Basics of SimpleITK

Rishabh Bajpai · February 16, 2021

A short article on the simpleITK library’s handling of image data. After this, you’d have a good general understanding of the basic concepts regarding Image handling in SimpleITK

What is SimpleITK?

SimpleITK (SITK) is a simplified programming interface to the algorithms and data structures of the Insight Toolkit (ITK). It was developed at the National Institutes of Health (NIH) as an open resource, its primary goal is to make the algorithms available in the ITK library accessible to the broadest range of scientists whose work includes image analysis. The library is available in a wide variety of languages, these are C++, Python, R, Java, C#, Lua, Ruby, and Tcl.

SITK logo

The toolkit is organized around a data-flow architecture. That is, data is represented using data objects which are in turn processed by process objects (filters). Data objects and process objects are connected together into pipelines. Pipelines are capable of processing the data in pieces according to a user-specified memory limit set on the pipeline. However, the toolkit does not address visualization or a graphical user interface. These are left to other toolkits

Images in SimpleITK

Images in SITK are different from those we are used to seeing every day. Each pixel or voxel [3D pixel basically] is not isotropically spaced. The image is defined as a physical entity in 3D space. That means, that not only does each pixel have coordinates, but there are also direction vectors for the axis as well. Simply put, this means,

Images can have different spacing between pixels along each axis
The axes are not necessarily orthogonal.

But what will happen if we use something like NumPy to read the image data and directly plot it instead?

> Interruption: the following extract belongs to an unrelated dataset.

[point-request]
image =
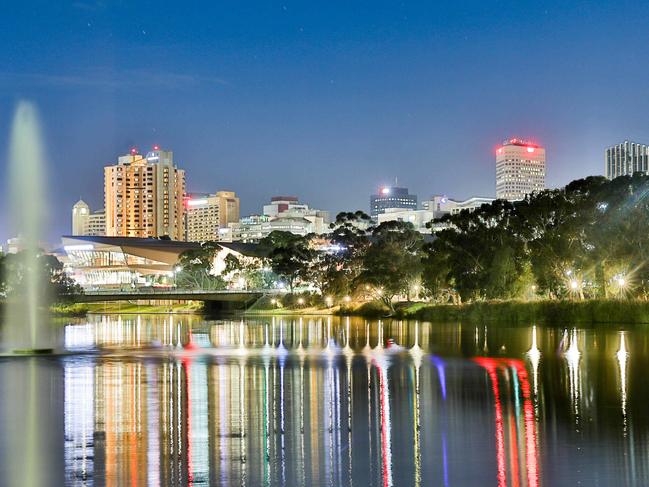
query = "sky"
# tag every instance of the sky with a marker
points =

Isotropic VS non-isotropic

Left. Image displayed with a viewer that is not aware of spatial meta-data. Right. Image displayed with a viewer that is aware of spatial meta- data. Image authors: here

As visible, without spatial information, scans with anisotropic spacing between pixels, as shown above, will seem distorted. Now that we’ve got a general idea of these images, let’s jump into the specifics.

Loading an image

Before we can analyze an image, we need to load it into memory.

image = sitk.ReadImage("/path/to/image/image.dcm")
print("Type:", type(image), "Image size:", size[0], size[1], size[2])

Outputs

Type: <class 'SimpleITK.SimpleITK.Image'> Image size: 512 512 3

Or if you wish to load an entire series all at once

reader = sitk.ImageSeriesReader()
dicom_names = reader.GetGDCMSeriesFileNames("/path/to/series/directory")
reader.SetFileNames(dicom_names)

image_series = reader.Execute()
size = image_series.GetSize()
print("Type:", type(image_series), "Image size:", size[0], size[1], size[2])

Outputs

Type: <class 'SimpleITK.SimpleITK.Image'> Image size: 512 512 42

A series will be loaded as a 3D image/array. If you wish to access any particular pixel values simply use the following format. For slicing, replace the indices accordingly in the general pythonic format.

## .. code to get image

x = 10  # X-coordinate of the pixel
y = 10  # Y-coordinate of the pixel
z = 0   # Z-coordinate of the pixel
value = image.GetPixel(
    (x, y, z)
)  # May throw error if (x,y,z) is out of bounds of the physical space of the image.
value2 = image[x, y, z]  # Another way of accessing value

print("image.GetPixel((x,y,z)) = ", value)
print("image[x,y,z] = ", value2)

Outputs

image.GetPixel((x,y,z)) = 123
image[x,y,z] = 123

This will give us an object of SITK Image class. Now how do we view it? The recommended viewing library from SITK is FIJI. You can, however, also use Matplotlib to view 2D images.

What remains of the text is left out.